A prominent Duke law professor, James Coleman, last week called on Nifong to remove himself from the case and appoint a special prosecutor. "Either he knew what the facts were and misstated them, or he was making them up," Coleman told reporters. "Whether he acted knowing they were false, or if he was reckless, it doesn't matter in the long run. This is the kind of stuff that causes the public to lose confidence in the justice system."

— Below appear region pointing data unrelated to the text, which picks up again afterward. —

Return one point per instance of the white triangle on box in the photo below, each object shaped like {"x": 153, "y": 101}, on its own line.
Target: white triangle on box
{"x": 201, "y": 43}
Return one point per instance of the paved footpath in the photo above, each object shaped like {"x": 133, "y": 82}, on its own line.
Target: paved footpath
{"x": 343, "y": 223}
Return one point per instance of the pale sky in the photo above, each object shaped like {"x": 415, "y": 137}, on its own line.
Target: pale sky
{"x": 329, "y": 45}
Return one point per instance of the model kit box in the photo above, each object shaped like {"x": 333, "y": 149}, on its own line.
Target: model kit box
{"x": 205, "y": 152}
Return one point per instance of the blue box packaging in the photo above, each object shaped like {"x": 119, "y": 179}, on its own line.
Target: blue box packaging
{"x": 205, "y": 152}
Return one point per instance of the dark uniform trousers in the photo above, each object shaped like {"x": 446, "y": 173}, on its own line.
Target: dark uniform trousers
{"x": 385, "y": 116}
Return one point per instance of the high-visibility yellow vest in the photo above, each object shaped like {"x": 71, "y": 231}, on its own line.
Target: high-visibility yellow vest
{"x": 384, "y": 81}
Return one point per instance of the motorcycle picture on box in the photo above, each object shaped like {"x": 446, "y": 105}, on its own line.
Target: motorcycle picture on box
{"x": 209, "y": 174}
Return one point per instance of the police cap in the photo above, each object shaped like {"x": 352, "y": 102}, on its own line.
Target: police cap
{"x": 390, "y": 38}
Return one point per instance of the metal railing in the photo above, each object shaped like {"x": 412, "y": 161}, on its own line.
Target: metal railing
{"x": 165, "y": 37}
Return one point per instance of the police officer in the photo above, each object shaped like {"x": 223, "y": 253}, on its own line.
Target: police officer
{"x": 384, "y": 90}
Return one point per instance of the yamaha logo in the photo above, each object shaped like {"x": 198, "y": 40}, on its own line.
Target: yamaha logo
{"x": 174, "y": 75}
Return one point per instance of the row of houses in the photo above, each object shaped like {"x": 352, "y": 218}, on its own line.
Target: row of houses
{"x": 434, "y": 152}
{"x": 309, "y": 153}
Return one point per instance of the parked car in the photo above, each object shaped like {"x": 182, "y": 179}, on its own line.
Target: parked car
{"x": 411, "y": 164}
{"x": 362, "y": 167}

Coleman recently gave the Duke lacrosse program a measure of redemption when he authored a report showing that Duke lacrosse players were not as loutish as they had been depicted in the press. The report, commissioned by Duke president Richard Brodhead after the alleged rape, found that the Duke players were prodigious and sometimes unruly drinkers, but no different from the many Duke students who abuse alcohol. They had better grades than other athletes and had not been the subjects of any complaints of sexual or racial harassment on campus. Earlier this month Brodhead reinstated the lacrosse program for next year, though with a lot of strict and probably unenforceable rules against underage drinking

Meanwhile, the players and their families are lying low, trying to figure out how they can get their reputations back. Finnerty and Seligmann are underclassmen and may be able to transfer to another college and still play lacrosse if the charges are dropped. Evans has already started to pay a price in the real world. He was supposed to begin a good job after graduation, but the job offer was withdrawn.